Semantic Labeling Enhanced by a Spatial Context Prior

Daniel Steininger, Csaba Beleznai

Published: 01 Jan 2016, Last Modified: 07 Nov 2025Austrian Association for Pattern Recognition Workshop (OAGM)EveryoneRevisionsBibTeXCC BY-SA 4.0
Abstract: Our observed visual world exhibits a structure, which implies that scene objects and their surroundings are not randomly arranged relative to each other but typically appear in a spatially correlated manner. Thus, the structural correlation can be exploited to make the visual recognition task predictable to a certain extent. Modeling relations between categories is, however, non-trivial, since categories are often represented at different granularities across distinct datasets.
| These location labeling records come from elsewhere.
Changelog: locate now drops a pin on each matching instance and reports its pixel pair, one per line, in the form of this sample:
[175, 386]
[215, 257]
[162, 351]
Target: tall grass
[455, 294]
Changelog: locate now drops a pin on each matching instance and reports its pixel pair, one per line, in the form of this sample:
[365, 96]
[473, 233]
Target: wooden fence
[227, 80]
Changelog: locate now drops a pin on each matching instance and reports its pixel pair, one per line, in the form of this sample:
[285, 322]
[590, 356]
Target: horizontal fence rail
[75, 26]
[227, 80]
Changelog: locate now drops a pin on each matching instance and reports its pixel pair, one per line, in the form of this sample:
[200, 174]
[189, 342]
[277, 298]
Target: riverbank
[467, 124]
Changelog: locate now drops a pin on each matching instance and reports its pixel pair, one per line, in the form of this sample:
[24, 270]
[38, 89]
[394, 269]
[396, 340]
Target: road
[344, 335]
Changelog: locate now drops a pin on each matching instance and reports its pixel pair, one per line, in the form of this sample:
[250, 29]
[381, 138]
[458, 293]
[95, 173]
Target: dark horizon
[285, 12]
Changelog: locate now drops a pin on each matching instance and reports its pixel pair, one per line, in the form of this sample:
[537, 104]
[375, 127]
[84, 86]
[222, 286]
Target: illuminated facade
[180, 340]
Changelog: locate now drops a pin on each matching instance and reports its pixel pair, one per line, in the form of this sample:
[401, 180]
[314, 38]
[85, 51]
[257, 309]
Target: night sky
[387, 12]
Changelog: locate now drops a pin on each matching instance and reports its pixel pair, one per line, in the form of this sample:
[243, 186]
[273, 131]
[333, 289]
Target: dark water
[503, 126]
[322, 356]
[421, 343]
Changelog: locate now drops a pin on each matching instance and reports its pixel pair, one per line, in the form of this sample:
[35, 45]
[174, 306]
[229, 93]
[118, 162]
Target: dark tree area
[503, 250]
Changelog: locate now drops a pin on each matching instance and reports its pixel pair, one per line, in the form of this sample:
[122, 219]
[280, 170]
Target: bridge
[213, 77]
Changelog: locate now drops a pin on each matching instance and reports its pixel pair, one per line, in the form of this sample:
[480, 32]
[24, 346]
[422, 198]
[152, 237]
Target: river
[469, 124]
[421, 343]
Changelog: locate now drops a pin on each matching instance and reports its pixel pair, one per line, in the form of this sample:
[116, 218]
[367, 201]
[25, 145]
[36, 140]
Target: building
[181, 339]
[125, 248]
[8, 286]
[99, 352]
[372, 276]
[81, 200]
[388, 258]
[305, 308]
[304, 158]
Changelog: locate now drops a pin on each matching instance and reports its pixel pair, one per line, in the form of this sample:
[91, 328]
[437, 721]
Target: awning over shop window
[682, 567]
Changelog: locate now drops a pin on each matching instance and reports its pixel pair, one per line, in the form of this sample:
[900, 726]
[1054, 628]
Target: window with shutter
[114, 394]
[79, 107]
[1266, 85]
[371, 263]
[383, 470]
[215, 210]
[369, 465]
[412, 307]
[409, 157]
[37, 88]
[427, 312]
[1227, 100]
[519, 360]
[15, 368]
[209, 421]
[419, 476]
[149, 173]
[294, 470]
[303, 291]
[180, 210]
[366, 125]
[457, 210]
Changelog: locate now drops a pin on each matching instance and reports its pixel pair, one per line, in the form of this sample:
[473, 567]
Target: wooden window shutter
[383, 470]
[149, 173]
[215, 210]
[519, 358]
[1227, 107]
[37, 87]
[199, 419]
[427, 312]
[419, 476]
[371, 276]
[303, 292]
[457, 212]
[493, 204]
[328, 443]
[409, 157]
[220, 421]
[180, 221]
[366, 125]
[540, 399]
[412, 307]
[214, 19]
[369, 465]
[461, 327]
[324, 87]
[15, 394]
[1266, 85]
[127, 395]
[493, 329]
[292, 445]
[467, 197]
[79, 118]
In this paper, we merge fine-level semantic descriptions into basic semantic classes which allows the generation of spatial contextual priors from a wide range of datasets. In this way, a contextual model is derived with the objective to employ the learned contextual prior to enhance visual recognition via improved semantic labeling. The prior is captured explicitly by computing occurrence and co-occurrence probabilities of specific semantic classes and class pairs from a diverse set of annotated datasets. We show improved semantic labeling accuracy by incorporating the contextual priors into the label inference process, which is evaluated and discussed on the Daimler Urban Segmentation 2014 dataset.